Tout en se modernisant, Soissons conserve de grands espaces verts tels que le jardin d’horticulture, le parc Saint-Crépin, les jardins de l’hôtel de ville qui en font une ville agréable et aérée.

A découvrir :
* La crypte de l’abbaye Saint-Médard
* L’abbaye Saint-Léger
Du 15 juin au 31 août : de 10h à 18h fermé le mardi
Hors saison : de 10h à 12h et de 14h à 17h fermé le mardi
* La cathédrale
Du lundi au dimanche : de 9h30 à 12h et de 14h à 17h
Du 1er avril à mi-septembre : de 9h30 à 12h et de 14h30 à 17h30
* L’abbaye Saint-Jean-des-Vignes
Du lundi au samedi : de 9h à 12h30 et de 13h30 à 18h
Dimanche : de 10h à 12h30 et de 13h30 à 19h.
* Et aussi : Le square Saint-Pierre et son église romane, Le pavillon de l’Arquebuse, l’hôtel de ville.
Les Creuttes du Laonnois 


Entre Vailly-sur-Aisne et Oeuilly, sur les pentes et dans les ravins du Chemin des Dames surgit encore un extraordinaire patrimoine troglodytique.

Dans ces carrières ont vécu et se sont réfugiés bien des Axonais. Au-dessus de Vailly-sur-Aisne, sur les versants du plateau dit de l’Abondin baillent encore quelques carrières de pierres calcaires.

Jadis, ces creuttes – le mot picard signifiant grotte – creusée dans le tuf très dur servirent aussi de refuge à des pestiférés, aux indésirables de tout acabit, puis en 1814, aux habitants des villages alentour fuyant les hordes de cosaques et enfin, durant la Grande Guerre, aux combattants des deux camps.

Cave isotherme

Du côté de la vallée de l’Aisne, le voyageur à la recherche de ce patrimoine des creuttes peut s’engager sur les petites routes virevoltant sur le Chemin des Dames.
Certaines de ces creuttes, comme à Paissy et à Pargnan, servent encore de hangar à tracteur ou d’abris à outils. D’autres possèdent quelques ouvertures
taillées dans le rocher et soigneusement agencées en fenêtres d’habitation.
La creutte dans ce cas sert de cave isotherme conservant toute l’année 8 à 10 degrés de température.

On peut aussi observer quelques creuttes caractéristiques à Laon dans le quartier justement nommé des Creuttes.

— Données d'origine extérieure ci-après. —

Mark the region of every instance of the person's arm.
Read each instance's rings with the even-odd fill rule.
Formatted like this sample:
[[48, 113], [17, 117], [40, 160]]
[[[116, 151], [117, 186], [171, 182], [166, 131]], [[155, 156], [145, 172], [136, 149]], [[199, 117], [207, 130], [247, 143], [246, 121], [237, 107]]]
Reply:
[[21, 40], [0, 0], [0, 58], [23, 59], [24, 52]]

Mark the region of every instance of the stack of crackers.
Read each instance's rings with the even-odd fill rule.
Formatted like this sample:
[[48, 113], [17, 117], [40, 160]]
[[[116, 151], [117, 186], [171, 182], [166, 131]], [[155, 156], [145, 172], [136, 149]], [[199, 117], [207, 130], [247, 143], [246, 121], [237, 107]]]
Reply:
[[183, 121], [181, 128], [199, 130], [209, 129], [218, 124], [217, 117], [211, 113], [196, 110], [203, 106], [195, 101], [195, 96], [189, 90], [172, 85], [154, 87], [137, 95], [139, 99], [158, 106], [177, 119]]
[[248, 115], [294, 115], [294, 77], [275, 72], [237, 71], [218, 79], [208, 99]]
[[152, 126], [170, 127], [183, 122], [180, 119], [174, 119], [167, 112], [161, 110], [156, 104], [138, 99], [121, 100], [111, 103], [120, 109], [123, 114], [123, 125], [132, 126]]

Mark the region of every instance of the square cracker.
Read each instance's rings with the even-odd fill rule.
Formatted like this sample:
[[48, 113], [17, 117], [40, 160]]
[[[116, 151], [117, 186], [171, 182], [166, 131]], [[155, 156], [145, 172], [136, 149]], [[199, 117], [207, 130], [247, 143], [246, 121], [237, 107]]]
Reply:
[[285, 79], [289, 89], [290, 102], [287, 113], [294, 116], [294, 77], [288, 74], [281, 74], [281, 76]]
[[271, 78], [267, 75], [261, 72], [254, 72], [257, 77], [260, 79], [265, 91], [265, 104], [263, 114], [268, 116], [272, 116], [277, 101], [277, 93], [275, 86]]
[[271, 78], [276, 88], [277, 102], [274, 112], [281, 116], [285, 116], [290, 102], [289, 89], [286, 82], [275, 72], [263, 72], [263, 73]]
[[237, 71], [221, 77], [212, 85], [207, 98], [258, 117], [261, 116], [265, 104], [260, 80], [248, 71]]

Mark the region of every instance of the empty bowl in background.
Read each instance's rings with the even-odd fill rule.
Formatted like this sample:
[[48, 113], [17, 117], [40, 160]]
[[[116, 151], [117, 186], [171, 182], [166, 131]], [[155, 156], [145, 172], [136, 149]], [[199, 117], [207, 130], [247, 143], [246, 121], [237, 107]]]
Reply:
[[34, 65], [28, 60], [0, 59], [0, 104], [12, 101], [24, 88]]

Il est situé à l’extrémité occidentale du plateau non loin de l’abbaye Saint Vincent.
Naguère, logeait dans cet habitat troglodytique les coupeurs d’échalas qui travaillaient dans les vignes de l’abbaye.
Enfin au-dessus de Mons-en-Laonnois , à cinq kilomètres à l’ouest de Laon, un chemin grimpe au lieu-dit le Panorama des Creuttes.
Dominant le superbe paysage du pays laonnois d’où émerge la montagne couronnée, le hameau adossé à la paroi calcaire est percé de creuttes accessibles au visiteur respectueux des lieux.